Sentant venir le problème wallon depuis quelques mois, la commissaire européenne au commerce et la ministre du commerce canadienne se sont fendues de "notes interprétatives" à l'accord, pour tenter d'expliquer que les tribunaux d'arbitrage n'entraveront ni le droit des états à légiférer, ni le principe de précaution, ni les services publics. Dans ce cas, ils sont inutiles et s'ils sont inutiles, pourquoi les traités les maintiennent-ils ? De plus, ces notes explicatives n'ont qu'une valeur juridique restreinte par rapport aux termes même du traité et cela, les wallons l'ont bien compris !
Il y a une autre raison : comme l'explique Raoul-Marc Jennar (encore un belge) dans un billet de blog, la combinaison ALENA-CETA rend inutile la signature du TAFTA, car les multinationales américaines, qui ont, pour la plupart, une filiale canadienne, pourront exercer leur pouvoir de nuisance en vertu de ces deux traités. Les opposants au CETA canadien rejètent donc ce traité comme étant le cheval de Troie de ces multinationales.

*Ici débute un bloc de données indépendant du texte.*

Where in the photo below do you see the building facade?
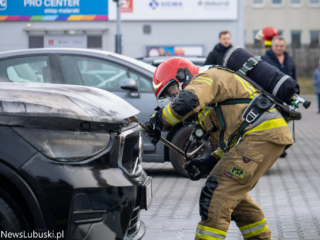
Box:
[245,0,320,48]
[0,0,244,58]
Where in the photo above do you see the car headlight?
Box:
[13,127,110,161]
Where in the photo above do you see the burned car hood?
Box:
[0,83,139,124]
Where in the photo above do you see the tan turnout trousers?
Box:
[195,136,285,240]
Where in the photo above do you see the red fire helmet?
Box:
[255,27,279,46]
[153,57,200,101]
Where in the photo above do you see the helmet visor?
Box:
[158,82,179,108]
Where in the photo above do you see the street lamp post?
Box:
[113,0,122,54]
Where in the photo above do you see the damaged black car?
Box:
[0,83,152,240]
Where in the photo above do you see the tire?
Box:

Le traité peut-il être avalisé sans l'accord de la Wallonie ? En théorie, non car cette opposition bloque la signature de la Belgique. Le processus de ratification est rappelé dans un article du Monde : il s'agit d'un traité entre le Canada et les 28 états qui ont donné mandat à l'Union Européenne pour le négocier en leur lieu et place. Ce traité ne peut entrer en vigueur qu'après la ratification à l'unanimité des 29 chefs d'état canadien et européens. Il devra être ensuite soumis pour ratification au parlement européen en ce qui concerne les clauses de compétence communautaire et aux parlements nationaux en ce qui concerne les compétences des états.
Comme on pouvait s'y attendre, les pressions ne manquent pas sur la Belgique. Mais elles n'ont aucune chance d'infléchir la position de la Wallonie, malgré les moyens de pression dont est coutumière l'Union Européenne. Comme le disait Jules César dans la guerre des Gaules, "de tous les peuples de la Gaule, les belges sont les plus braves".